Error running with rtx3080 graphics card

Question

Error running with rtx3080 graphics card

Opened this issue 3 years ago · 16 comments

RuntimeError: cuDNN error:CUDNN_STATUS_MAPPING_ERROR
Rtx3080
cuda:10.0
pytorch:1.0.0
cudnn:7.3.5
`Traceback (most recent call last):
File "./tools/train.py", line 256, in
main()
File "./tools/train.py", line 154, in main
pred_r, pred_t, pred_c, emb = estimator(img, points, choose, idx)
File "/home/xsy/anaconda3/envs/pytorch1.0/lib/python3.5/site-packages/torch/nn/modules/module.py", line 489, in call
result = self.forward(*input, **kwargs)
File "/home/xsy/Object-RPE-master/DenseFusion/lib/network.py", line 96, in forward
out_img = self.cnn(img)
File "/home/xsy/anaconda3/envs/pytorch1.0/lib/python3.5/site-packages/torch/nn/modules/module.py", line 489, in call
result = self.forward(*input, **kwargs)
File "/home/xsy/Object-RPE-master/DenseFusion/lib/network.py", line 36, in forward
x = self.model(x)
File "/home/xsy/anaconda3/envs/pytorch1.0/lib/python3.5/site-packages/torch/nn/modules/module.py", line 489, in call
result = self.forward(*input, **kwargs)
File "/home/xsy/anaconda3/envs/pytorch1.0/lib/python3.5/site-packages/torch/nn/parallel/data_parallel.py", line 141, in forward
return self.module(*inputs[0], **kwargs[0])
File "/home/xsy/anaconda3/envs/pytorch1.0/lib/python3.5/site-packages/torch/nn/modules/module.py", line 489, in call
result = self.forward(*input, **kwargs)
File "/home/xsy/Object-RPE-master/DenseFusion/lib/pspnet.py", line 65, in forward
f, class_f = self.feats(x)
File "/home/xsy/anaconda3/envs/pytorch1.0/lib/python3.5/site-packages/torch/nn/modules/module.py", line 489, in call
result = self.forward(*input, **kwargs)
File "/home/xsy/Object-RPE-master/DenseFusion/lib/extractors.py", line 115, in forward
x = self.conv1(x)
File "/home/xsy/anaconda3/envs/pytorch1.0/lib/python3.5/site-packages/torch/nn/modules/module.py", line 489, in call
result = self.forward(*input, **kwargs)
File "/home/xsy/anaconda3/envs/pytorch1.0/lib/python3.5/site-packages/torch/nn/modules/conv.py", line 320, in forward
self.padding, self.dilation, self.groups)

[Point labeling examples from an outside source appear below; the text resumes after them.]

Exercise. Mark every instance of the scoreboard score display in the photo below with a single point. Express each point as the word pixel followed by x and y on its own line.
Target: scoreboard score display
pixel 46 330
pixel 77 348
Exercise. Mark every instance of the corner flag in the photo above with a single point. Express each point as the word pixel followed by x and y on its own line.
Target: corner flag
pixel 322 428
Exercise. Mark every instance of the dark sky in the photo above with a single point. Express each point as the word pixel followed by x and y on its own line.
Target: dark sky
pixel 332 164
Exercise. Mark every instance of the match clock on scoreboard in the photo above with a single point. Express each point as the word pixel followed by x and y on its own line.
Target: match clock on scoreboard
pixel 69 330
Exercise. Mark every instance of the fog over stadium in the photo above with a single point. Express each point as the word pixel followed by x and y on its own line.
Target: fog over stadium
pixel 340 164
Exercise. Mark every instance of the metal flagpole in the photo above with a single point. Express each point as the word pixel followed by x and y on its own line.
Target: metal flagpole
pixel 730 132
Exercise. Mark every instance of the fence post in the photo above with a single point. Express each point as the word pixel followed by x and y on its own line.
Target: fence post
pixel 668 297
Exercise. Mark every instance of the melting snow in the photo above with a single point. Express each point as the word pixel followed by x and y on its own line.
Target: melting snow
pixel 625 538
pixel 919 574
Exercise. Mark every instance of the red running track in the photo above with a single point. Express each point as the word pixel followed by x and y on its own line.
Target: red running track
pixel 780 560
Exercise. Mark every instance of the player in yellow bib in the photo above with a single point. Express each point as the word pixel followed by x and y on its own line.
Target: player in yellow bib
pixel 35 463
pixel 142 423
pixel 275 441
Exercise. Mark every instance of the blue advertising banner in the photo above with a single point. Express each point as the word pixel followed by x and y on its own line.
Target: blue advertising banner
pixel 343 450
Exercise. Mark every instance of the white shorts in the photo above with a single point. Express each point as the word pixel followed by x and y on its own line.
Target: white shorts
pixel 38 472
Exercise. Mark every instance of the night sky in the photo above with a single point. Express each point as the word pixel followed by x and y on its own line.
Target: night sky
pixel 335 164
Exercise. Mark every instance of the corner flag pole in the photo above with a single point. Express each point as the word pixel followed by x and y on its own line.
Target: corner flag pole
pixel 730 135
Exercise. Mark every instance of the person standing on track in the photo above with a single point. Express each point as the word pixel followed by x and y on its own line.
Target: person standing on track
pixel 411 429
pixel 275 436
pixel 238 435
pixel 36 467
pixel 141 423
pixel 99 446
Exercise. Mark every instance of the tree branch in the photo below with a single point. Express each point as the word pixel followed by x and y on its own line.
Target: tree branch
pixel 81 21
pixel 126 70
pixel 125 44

Is that the reason for my graphics card？
I tried to install cuda11 1,pytorch1. 8,cudnn8. 0.5, but it will appear RuntimeError: Legacy autograd function with non-static forward method is deprecated. Please use new-style autograd function with static forward method..
How to solve this problem?

Answer 1 · 2022-01-12T02:48:10.000Z

Hey, dude , as i know ,the rtx30s just only support cuda>=11.1 .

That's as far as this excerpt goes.